Print bed material ?
I'm working with a Replicator 2 (closed source .. booooo!), PLA, and we put blue tape on the print bed. We have 4 spools of filament - Black and White work great, Clear is untested, and Orange you can not print at all - it warps, shrinks and rarely sticks..
My printer is one I hacked together our of an old Fisnar glue robot. Gutted all of the old controls and replaced
all 3 axis with SIMO actuators from the company I work for. I call the whold contraption the Fistnatustein because of the mix and match parts. x and y axis are 10 x 25 integrated lead screws on N17 steppers. Z axis is a 10 x 2 lead screw integrated on a N17 stepper. 300 x 300 x 250 build platform. Heated bed bed plate is .188 inch thick aluminum plate. Works out well. I print everything in PLA 3mm. Using and direct drive j-head hot end. .4 mm nozzle diameter.
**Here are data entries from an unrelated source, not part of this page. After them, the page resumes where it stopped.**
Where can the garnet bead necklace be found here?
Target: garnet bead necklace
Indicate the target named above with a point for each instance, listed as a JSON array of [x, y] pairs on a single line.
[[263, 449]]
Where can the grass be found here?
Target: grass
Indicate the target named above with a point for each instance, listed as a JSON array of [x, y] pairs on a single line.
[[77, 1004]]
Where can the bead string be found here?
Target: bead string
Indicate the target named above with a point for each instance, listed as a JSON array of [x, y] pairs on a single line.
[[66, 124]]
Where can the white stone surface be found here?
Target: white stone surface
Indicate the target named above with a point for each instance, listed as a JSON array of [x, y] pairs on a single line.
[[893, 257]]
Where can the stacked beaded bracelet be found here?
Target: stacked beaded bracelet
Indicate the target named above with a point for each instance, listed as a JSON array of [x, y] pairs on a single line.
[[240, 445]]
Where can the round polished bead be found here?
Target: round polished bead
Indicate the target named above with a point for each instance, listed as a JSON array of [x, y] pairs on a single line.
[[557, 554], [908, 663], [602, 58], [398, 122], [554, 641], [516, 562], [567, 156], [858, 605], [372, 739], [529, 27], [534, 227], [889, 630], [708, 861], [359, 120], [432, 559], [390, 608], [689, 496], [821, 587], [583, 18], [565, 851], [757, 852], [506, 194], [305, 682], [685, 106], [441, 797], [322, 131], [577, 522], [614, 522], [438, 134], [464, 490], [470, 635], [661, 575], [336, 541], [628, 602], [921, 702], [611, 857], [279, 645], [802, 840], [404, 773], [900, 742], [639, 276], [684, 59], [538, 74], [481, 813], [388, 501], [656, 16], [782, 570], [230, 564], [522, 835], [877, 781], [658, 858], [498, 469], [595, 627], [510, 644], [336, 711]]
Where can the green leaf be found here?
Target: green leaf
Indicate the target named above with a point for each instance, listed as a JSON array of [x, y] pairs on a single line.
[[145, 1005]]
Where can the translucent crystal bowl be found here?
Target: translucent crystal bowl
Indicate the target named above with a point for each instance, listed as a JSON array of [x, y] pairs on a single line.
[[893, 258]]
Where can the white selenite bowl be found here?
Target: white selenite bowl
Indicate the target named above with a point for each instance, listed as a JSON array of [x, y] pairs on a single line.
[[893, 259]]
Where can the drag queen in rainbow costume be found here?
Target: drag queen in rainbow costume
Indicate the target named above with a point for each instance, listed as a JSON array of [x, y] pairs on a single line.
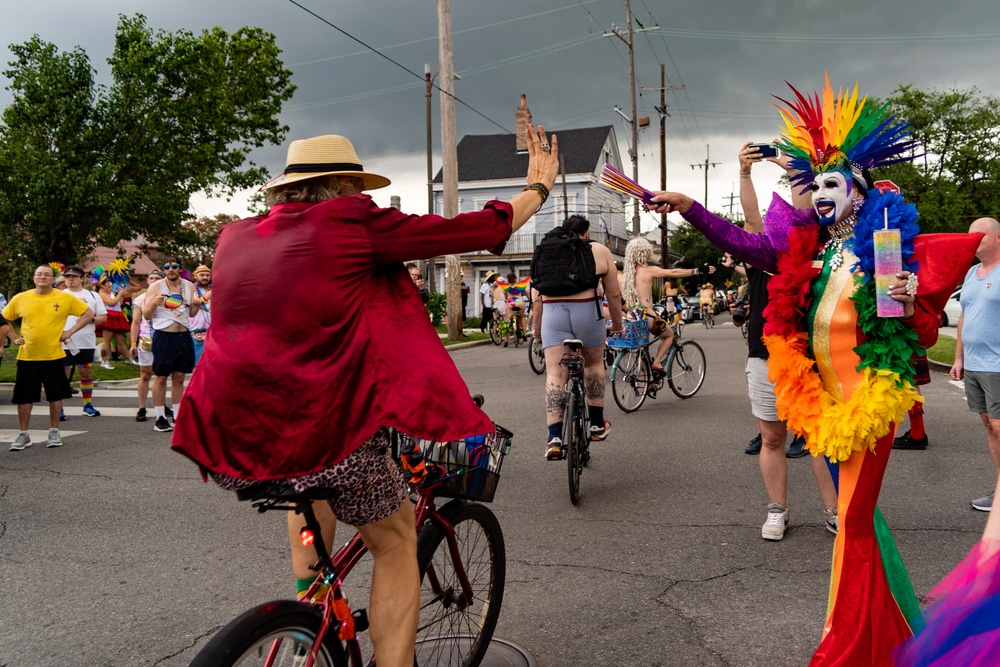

I am able to print either through the LCD panel or the USB. I'm really pleased with the printer. I have printed down to .1mm layer height with outstanding results just adds a ton of time to the prints. I also use the blue tape on my aluminum bed plate. Its consistent enough for what I am doing. I dont want to spend the extra money on the Kapton tape. As a side bar I am currently working on my own filament extruder. Once I can produce my own filament I will build a couple more printers. I am thinking an oversized Delta design. At the prices I currently pay for filament I have to do something to bring that price more inline.
I just have fun with it, and enjoy it. Anything mechanical has always consumed my attention. I have Maker in my blood I think.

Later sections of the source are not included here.